Les niches s’installent partout où les media généralistes sont
confrontés à une augmentation considérable de la quantité
d’informations qu’ils font circuler, et en même temps, à une diminution
de la diversité des contenus, focalisés sur un nombre de sujets de plus
en plus resserré.
Ne voyons pas nos propres adversaires, là où
ils ne sont pas. Ils sont cachés à nos côtés en permanence, dans notre
organisation sociétale. C’est, par exemple, le manque de temps de nos
lecteurs, happés par la prolifération des choix et des sollicitations.

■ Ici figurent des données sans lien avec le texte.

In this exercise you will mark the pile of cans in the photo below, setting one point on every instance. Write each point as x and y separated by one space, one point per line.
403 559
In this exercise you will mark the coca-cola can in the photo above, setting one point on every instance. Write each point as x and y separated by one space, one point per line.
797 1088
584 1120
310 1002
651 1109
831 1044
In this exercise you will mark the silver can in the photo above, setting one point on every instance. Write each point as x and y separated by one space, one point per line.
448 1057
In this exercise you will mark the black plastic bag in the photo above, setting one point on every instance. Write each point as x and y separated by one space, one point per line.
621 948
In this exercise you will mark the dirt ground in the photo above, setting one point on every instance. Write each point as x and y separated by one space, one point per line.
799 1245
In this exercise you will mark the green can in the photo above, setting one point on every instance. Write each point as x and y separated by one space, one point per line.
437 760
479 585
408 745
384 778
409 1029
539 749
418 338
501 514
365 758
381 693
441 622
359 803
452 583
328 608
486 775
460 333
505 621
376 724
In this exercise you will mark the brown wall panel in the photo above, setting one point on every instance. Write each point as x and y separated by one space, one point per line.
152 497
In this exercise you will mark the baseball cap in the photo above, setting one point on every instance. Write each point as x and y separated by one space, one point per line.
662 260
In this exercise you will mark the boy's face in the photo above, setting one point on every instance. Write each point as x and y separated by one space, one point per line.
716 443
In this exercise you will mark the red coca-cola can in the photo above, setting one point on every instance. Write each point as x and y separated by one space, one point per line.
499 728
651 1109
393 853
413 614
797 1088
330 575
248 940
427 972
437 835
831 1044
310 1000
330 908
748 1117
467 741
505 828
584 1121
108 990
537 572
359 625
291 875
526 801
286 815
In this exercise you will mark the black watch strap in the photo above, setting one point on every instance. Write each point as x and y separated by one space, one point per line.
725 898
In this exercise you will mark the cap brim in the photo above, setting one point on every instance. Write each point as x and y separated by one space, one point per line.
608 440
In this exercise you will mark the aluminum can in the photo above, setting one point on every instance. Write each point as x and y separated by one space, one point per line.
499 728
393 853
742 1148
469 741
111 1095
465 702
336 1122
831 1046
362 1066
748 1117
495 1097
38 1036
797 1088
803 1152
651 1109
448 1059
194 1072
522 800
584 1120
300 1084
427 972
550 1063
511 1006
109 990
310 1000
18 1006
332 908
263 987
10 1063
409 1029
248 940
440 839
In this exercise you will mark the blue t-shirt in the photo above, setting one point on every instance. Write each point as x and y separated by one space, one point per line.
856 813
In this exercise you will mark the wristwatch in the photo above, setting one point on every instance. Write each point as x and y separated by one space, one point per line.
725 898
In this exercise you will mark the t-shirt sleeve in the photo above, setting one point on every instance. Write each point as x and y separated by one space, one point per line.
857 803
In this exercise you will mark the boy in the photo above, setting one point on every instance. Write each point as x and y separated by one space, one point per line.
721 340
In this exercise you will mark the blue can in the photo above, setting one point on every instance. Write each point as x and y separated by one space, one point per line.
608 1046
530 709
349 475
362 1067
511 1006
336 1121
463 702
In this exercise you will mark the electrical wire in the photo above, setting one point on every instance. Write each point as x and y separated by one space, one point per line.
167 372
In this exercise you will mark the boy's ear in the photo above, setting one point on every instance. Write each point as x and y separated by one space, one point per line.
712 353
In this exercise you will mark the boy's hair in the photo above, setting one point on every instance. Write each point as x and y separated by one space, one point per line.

Je crois qu’il nous faut lutter fermement contre ce paradoxe, cet auto-cannibalisme.
Certains
analystes diront que cette tendance à l’homogénéisation est liée au
fait de considérer l’information de plus en plus comme une marchandise
normale.
Je voudrais contester vigoureusement cette approche et
considère que, si le journalisme est une action collective, avec les
obligations que cela comporte, il ne doit pas verser dans un dramatique
sacrifice de l’audience sur l’autel de la rentabilité à tout prix.
Il
y a quelques mois, Jay Rosen, célèbre professeur de journalisme à
New-York University décrivait, devant les étudiants de Sciences Po,
quelques principes fondateurs d’un autre journalisme, qui à mon sens,
peuvent nous conduire à poser les prémices d’une approche nouvelle.
Certes,
les lecteurs peuvent être considérés comme des usagers. Mais des
usagers actifs au sens où ils utilisent les informations, les analyses
produites par les journalistes. C’est là que réside la richesse de
cette forme de mutualisation journalistique. Nous devons, en effet,
pour sortir de la spirale de l’homogénéisation que j’évoquais à
l’instant, développer davantage l’inter-relation avec nos lecteurs.
Dans
ces temps où – comme dans tant d’autres institutions – l’autorité et le
pouvoir d’influence des journalistes sont contestés, l’installation
d’une nouvelle relation avec le lecteur s’impose. C’est, je crois, un
enjeu déterminant pour notre avenir commun. Ce lien de confiance,
aujourd’hui distendu pour les uns, dont le tissage est encore
embryonnaire pour les autres, est, selon moi, à mettre au même rang des
priorités que l’enjeu économique. Autrement dit, sans vision
philosophique et humaniste de notre métier, sans une approche
stratégique de la production d’informations, toutes les recettes
comptables et d’équilibre entre les fameux quatre piliers «
payant-gratuit / papier-web » sont inutiles ou du moins superflus.
C’est
donc bien sur le front de l’information qu’il faut se battre. Je
retiens, à ce propos, un autre conseil délivré, toujours par Jay Rosen
devant nos étudiants de Sciences Po : «Maintenez un savant équilibre
entre ce que le lecteur veut et ce qu’il ne sait pas qu’il veut.
Répondez à ce qui l’intéresse, mais trouvez aussi les informations
qu’il ne sait pas encore qu’elles vont l’intéresser». La valeur est
bien d’abord dans le contexte avant même d’être dans la participation
et la coopération.
Sortons des débats sclérosants du «tous
journalistes» et de «la presse sans journalistes» . La vérité est
ailleurs. Elle repose sur notre volonté à informer selon les règles de
qualité et d’éthique, sans être à la remorque des « aspirateurs » de
contenus qui dominent le web. Mais il nous faut nous en servir, en
saisir toutes les opportunités. En cela, nos journaux, nos magazines,
sur support papier, mais aussi déclinés sur support numérique, ont un
rôle déterminant et une place à conforter dans l’univers de la
médiation et non plus seulement dans le seul champ des media.
Ils
peuvent, je crois, être la « nouvelle frontière » de l’information,
associant la rigueur à la réactivité, la profondeur à l’anticipation.
Alors
que le « e G8 » planche sur internet comme accélérateur de croissance,
je vous invite, pour ma modeste part, et sans vouloir nier la nécessité
de leur approche, à réfléchir à une nouvelle vision de l’information et
de notre rôle comme facteur incontournable d’une démocratie à rendre
toujours plus solide, mais aussi, et l’un n’interdit pas l’autre bien
au contraire, comme partie incontournable de la réussite et de la
valeur de nos entreprises, valeur dont je parlais en entamant ce propos.